Chris Brophy and Michelle Hazeloh had faced 131 charges under the Wildlife Act.
The former hunting guide and his common-law partner faced a number of charges including hunting with prohibited firearms, hunting without licenses, hunting on a domestic game farm, and illegally abandoning animal carcasses – by taking the heads, and leaving the rest of the animal behind.
“On the recreational side, this is probably one of the highest,” Fish and Wildlife officer Quentin Isley said. “In Alberta’s history anyways.”
Officials said the investigation began after tips were passed on to the ‘Report a Poacher’ program.
The couple was charged following an extensive investigation, which involved the use of bait deer, DNA, and GPS trackers on the couple’s vehicles.

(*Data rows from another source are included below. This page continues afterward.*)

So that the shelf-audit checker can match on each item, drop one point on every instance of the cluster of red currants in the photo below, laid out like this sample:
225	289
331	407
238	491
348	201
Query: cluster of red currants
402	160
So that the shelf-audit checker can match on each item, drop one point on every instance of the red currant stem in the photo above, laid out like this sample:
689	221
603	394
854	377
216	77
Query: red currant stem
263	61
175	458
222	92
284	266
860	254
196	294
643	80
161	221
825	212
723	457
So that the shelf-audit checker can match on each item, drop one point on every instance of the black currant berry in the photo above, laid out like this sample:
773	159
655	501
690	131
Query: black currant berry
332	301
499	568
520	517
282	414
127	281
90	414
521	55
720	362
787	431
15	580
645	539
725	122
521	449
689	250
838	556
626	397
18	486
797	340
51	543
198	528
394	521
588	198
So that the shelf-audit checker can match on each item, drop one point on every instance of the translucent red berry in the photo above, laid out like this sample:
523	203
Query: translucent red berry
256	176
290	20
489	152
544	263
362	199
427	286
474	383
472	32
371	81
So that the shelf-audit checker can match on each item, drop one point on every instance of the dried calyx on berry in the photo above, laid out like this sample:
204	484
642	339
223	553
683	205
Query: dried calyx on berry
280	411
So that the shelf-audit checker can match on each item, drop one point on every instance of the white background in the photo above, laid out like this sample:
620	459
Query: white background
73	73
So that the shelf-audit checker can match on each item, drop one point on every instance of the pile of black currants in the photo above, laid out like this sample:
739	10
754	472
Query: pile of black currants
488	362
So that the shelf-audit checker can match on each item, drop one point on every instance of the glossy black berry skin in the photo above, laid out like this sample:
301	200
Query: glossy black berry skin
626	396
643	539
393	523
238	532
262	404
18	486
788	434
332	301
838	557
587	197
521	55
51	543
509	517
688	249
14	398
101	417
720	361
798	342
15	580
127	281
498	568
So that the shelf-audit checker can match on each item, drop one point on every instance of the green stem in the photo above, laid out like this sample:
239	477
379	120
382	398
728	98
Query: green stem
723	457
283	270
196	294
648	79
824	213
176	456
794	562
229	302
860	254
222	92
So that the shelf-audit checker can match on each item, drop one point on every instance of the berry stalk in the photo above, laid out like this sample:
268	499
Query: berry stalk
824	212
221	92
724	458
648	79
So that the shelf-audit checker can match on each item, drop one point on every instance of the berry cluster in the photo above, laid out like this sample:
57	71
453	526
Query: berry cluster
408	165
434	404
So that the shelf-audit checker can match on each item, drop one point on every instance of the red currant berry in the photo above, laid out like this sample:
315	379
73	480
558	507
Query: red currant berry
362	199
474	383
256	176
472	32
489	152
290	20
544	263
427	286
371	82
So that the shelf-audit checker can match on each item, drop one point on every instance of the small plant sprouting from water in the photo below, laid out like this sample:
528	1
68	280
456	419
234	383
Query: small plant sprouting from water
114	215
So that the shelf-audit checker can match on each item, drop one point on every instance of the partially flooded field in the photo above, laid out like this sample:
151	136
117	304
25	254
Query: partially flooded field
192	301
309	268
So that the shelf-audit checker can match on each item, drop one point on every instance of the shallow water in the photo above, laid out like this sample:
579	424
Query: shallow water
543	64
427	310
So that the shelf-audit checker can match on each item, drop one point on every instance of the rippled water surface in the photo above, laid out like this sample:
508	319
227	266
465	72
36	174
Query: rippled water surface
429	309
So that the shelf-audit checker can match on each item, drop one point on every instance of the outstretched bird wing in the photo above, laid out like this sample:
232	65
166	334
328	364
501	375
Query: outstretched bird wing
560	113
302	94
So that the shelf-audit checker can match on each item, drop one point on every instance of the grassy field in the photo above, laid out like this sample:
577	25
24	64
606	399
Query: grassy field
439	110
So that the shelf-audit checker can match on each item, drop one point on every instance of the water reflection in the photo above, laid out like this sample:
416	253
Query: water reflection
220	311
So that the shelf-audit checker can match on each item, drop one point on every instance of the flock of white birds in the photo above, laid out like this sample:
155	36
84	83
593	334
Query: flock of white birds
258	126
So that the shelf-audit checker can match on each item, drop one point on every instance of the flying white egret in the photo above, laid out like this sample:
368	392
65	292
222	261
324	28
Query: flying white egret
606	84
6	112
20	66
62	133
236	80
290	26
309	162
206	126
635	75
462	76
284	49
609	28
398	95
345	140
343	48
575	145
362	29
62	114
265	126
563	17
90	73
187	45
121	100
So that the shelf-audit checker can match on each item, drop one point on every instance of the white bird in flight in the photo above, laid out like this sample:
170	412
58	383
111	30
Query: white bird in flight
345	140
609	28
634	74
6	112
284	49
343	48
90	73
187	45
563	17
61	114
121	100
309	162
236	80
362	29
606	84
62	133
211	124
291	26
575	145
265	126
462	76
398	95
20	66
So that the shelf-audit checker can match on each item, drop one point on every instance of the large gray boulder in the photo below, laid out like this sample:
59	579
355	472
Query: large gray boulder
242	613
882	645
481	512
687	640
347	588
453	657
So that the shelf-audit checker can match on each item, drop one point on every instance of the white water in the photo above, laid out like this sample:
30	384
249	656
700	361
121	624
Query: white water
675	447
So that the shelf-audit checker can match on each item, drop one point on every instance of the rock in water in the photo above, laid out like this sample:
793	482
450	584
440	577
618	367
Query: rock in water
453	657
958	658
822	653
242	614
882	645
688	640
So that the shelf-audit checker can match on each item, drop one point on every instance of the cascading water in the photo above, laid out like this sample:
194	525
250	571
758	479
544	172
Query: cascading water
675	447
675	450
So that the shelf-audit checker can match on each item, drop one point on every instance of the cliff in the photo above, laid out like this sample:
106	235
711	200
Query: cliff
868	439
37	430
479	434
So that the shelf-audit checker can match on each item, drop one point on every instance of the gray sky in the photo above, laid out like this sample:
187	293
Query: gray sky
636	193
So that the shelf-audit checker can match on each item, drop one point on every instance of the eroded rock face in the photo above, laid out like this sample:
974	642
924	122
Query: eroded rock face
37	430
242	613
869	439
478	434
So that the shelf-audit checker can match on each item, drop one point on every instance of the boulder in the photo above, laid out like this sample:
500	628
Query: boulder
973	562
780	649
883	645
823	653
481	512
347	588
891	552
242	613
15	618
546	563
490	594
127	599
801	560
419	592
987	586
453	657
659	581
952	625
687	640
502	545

“We had forensics, we had assistance from the Edmonton city police, the RCMP,” Isley said.
“It was a significant amount of effort from the Fish and Wildlife Enforcement Branch.”
On Tuesday in a Stony Plain courtroom, the pair entered 21 guilty pleas, and the 110 additional charges against them were dropped.
The couple has been ordered to pay a total of $100,000 in fines.
Along with the fines, the couple has been ordered to give up their Hummer – and have been banned from hunting for 25 years.
The Crown Prosecutor also argued the couple’s vehicle should have a GPS tracker on it for the next five to ten years, however, the judge ruled against it, and said he didn’t believe either of them would offend again.
However, the judge warned the couple, and said: “If they do come back, they’ll likely face jail time.”
It’s hoped this case will prompt more tips from hunters and the public, to help catch more poachers in the act.
“It’s vital that the general public understand the difference between a hunter and a poacher,” Todd Zimmerling with the Alberta Conservation Association said.